県文化賞にがん分子標的薬の酒井氏

 今年度の県文化表彰受賞者が決まった。文化の向上発展に顕著な業績のあった人をたたえる文化賞には、難治がんのメラノーマ(悪性黒色腫)に著しい効果を示すがん分子標的薬を開発した、湯浅町出身で日高地方にもゆかりが深い京都府立医科大大学院医学研究科創薬医学特任教授の酒井敏行氏(66)=京都市=が選ばれた。表彰式は来年1月24日、県庁正庁で行われる。

 酒井氏は耐久高校から京都府立医科大に進み、34歳から約3年間はハーバード大に留学。その後、発がんメカニズムに関する研究に取り組み、発がん原因分子のみを標的とする副作用の少ない分子標的薬MEK阻害剤トラメチニブ(商品名メキニスト)を開発した。6年前に米国で承認されたのをはじめ、現在は日本を含め80カ国以上でメラノーマの第一選択薬として使用されている。メラノーマ以外にもBRAF変異非小細胞肺がんや甲状腺未分化がんにも大きな効果をみせており、日本発の画期的新薬として国際的にも極めて高い評価を受けている。

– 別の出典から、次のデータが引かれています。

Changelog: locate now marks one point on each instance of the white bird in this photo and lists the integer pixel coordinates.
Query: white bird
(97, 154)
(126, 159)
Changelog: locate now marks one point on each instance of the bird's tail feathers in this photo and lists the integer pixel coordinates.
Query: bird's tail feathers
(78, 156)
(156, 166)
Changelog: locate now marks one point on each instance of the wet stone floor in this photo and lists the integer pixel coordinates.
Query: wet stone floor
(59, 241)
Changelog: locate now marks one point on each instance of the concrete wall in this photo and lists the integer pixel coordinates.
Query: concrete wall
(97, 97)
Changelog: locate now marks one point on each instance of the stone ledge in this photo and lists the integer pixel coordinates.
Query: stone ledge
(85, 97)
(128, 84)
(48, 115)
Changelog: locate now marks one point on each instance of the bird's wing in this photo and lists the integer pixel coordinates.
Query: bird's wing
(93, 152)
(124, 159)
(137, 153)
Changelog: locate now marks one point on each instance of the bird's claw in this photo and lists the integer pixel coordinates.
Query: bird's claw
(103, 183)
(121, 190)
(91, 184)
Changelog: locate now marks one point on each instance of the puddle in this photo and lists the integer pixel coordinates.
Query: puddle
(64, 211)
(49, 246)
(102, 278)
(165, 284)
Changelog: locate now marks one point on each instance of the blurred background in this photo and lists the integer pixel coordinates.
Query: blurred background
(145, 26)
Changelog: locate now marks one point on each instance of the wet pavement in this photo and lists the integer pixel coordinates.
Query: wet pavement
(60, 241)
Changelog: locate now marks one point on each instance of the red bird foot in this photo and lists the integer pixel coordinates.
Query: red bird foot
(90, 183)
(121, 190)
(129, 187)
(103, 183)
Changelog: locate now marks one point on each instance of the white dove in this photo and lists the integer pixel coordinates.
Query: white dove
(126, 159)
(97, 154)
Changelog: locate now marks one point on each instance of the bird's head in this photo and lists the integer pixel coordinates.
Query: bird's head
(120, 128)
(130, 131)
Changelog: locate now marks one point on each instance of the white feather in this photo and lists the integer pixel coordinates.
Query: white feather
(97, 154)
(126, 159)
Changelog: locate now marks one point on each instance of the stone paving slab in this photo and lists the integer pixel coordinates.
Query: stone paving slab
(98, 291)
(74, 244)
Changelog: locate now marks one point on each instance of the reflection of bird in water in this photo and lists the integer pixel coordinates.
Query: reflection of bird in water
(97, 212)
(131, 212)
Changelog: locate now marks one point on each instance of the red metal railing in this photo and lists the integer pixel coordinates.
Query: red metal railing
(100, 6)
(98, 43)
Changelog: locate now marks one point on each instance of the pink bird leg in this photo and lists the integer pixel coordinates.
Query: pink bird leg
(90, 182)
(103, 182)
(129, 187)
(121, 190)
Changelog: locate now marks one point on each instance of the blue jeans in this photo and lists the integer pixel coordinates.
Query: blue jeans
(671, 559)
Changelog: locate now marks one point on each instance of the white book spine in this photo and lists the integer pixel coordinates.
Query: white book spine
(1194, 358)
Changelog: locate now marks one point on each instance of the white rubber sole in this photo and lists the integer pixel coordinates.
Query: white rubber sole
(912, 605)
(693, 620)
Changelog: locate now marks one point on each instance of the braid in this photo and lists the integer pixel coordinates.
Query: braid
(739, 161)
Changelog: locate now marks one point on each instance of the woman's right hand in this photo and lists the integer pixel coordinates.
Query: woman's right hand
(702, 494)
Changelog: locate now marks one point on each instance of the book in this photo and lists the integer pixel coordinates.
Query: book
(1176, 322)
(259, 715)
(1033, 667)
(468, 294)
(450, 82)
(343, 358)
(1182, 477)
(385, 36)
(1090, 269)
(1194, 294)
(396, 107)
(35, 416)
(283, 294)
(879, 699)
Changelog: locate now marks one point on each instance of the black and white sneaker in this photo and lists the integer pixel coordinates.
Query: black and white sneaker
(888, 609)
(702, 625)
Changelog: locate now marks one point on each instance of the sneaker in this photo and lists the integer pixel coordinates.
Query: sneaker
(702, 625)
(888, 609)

 子どものころは、由良町大引の和歌山室内管弦楽団監督、中西忠さん(87)にバイオリンを習い、小学生のころは中西さんが指導、指揮を務めたアンサンブル御坊のメンバーとして、御坊市中町商店街の紀州信用金庫(現きのくに信用金庫御坊営業部)のコンサートホールや美浜町の松原小学校の体育館で演奏活動を行っていた。

 今回の文化賞受賞に際し、「私は湯浅町の出身で、耐久高校在学中に弟を骨肉腫で亡くし、がん研究の道を志しました。京都府立医科大を卒業後、今日まで研究を続け、おかげさまで遺伝子の突然変異以外の新しい発がん機構を見いだすことができたほか、極めて多くの難治性がん患者を救済することができる画期的抗がん剤を開発できました。私はこれからも和歌山県の出身であることを誇りとし、地道に研究を続けていきたいと思っております」と話している。